Further VERTIS-CV analysis supports ertugliflozin renal benefits
medwireNews: The VERTIS-CV investigators have presented further kidney outcomes data, supporting the renoprotective effects of the sodium-glucose cotransporter (SGLT)2 inhibitor medication class.
The renal composite endpoint that the team originally reported with the primary outcome data was renal death, dialysis/transplant, or doubling of serum creatinine. This occurred in 3.2% of the ertugliflozin group (5 or 15 mg, n=5499) versus 3.9% of the placebo group (n=2747), for a nonsignificant 19% difference favoring the SGLT2 inhibitor.
Speaking at the virtual 56th EASD Annual Meeting, David Cherney (University of Toronto, Ontario, Canada) reported that this trend continued when they looked at other kidney endpoints, with all showing at least numerically improved rates in the ertugliflozin group.

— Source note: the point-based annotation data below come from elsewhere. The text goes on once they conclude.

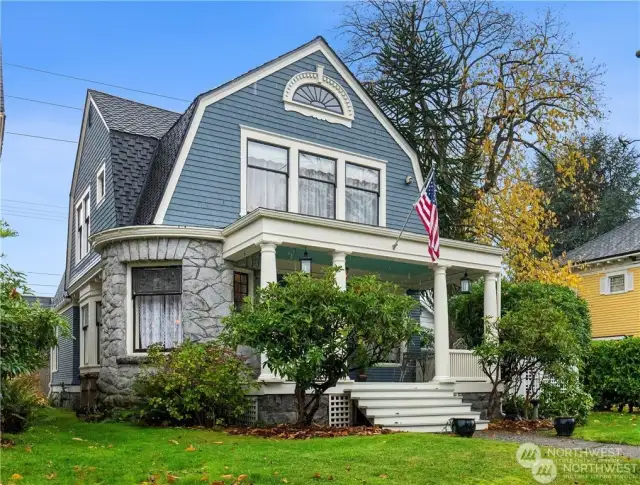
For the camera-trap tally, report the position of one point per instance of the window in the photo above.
(100, 185)
(362, 191)
(84, 324)
(240, 288)
(83, 213)
(317, 96)
(157, 307)
(98, 329)
(317, 186)
(267, 173)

And there was a significant reduction in the composite endpoint of a sustained 40% reduction in estimated glomerular filtration rate (eGFR), dialysis/transplant, or renal death, which occurred in 2.05% versus 3.09% of the ertugliflozin versus placebo groups, for a 36% reduction. This was driven mainly by a smaller proportion of people in the ertugliflozin versus placebo groups experiencing an eGFR decline; the other two endpoints were very rare.
The improvements in this combined endpoint with ertugliflozin were seen across categories of baseline kidney function and regardless of the definition used.

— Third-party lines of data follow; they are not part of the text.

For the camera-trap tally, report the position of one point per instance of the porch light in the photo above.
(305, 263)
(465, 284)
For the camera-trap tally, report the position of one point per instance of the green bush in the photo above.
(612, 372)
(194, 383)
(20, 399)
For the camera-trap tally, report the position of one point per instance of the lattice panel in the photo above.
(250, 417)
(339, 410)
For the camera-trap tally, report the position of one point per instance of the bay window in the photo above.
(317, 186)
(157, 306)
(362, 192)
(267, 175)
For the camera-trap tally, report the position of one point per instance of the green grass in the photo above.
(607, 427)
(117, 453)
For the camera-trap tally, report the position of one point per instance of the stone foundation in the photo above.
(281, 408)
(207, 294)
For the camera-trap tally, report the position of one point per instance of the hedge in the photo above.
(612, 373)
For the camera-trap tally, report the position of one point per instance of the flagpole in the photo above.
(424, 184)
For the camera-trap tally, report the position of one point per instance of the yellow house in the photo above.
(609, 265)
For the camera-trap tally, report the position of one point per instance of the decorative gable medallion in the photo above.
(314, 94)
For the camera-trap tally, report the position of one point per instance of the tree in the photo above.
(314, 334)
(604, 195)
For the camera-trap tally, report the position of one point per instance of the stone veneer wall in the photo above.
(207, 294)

VERTIS-CV participants taking ertugliflozin also had a reduced risk for progressing to a higher category of albuminuria and an increased likelihood for regressing to a lower category. Notably, these benefits appeared to be greater for people who had microalbuminuria rather than normoalbuminuria at baseline, and, in the case of progression, for people in the KDIGO chronic kidney disease moderate- and high-risk as opposed to low-risk categories.

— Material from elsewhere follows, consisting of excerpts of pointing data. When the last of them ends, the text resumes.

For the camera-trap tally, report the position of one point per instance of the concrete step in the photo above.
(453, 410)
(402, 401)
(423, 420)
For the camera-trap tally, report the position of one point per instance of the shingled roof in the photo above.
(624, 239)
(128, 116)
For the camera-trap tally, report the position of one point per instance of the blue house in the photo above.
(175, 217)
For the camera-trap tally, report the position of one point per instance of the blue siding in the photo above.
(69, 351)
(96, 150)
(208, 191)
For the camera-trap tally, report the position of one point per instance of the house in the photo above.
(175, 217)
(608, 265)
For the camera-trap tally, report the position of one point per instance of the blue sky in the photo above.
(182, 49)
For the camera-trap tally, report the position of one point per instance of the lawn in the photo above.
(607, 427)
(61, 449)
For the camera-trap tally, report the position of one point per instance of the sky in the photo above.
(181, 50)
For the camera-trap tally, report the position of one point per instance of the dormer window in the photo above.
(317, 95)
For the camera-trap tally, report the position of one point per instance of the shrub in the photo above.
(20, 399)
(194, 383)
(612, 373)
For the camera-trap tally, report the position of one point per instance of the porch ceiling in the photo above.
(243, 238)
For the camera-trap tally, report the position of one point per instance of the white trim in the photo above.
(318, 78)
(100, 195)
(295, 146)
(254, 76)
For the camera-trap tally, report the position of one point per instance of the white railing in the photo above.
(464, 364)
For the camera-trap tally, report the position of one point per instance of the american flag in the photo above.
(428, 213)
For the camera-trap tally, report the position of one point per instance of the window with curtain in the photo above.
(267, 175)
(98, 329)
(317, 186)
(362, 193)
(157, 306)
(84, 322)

As expected with an SGLT2 inhibitor, people taking ertugliflozin experienced an acute decline in eGFR, but this returned to a level similar to that in the placebo group after a few months. After month 24, the eGFR trajectories diverged so that it remained relatively stable in people taking ertugliflozin but declined in those taking placebo. By month 60 there was a significant difference of 2.55 mL/min per 1.73 m2 between the two groups, favoring ertugliflozin. This difference was most marked in people who had macroalbuminuria at baseline.
“The results of VERTIS CV provide further evidence supporting the beneficial effects of this drug class on [cardiovascular] and renal outcomes,” Cherney concluded.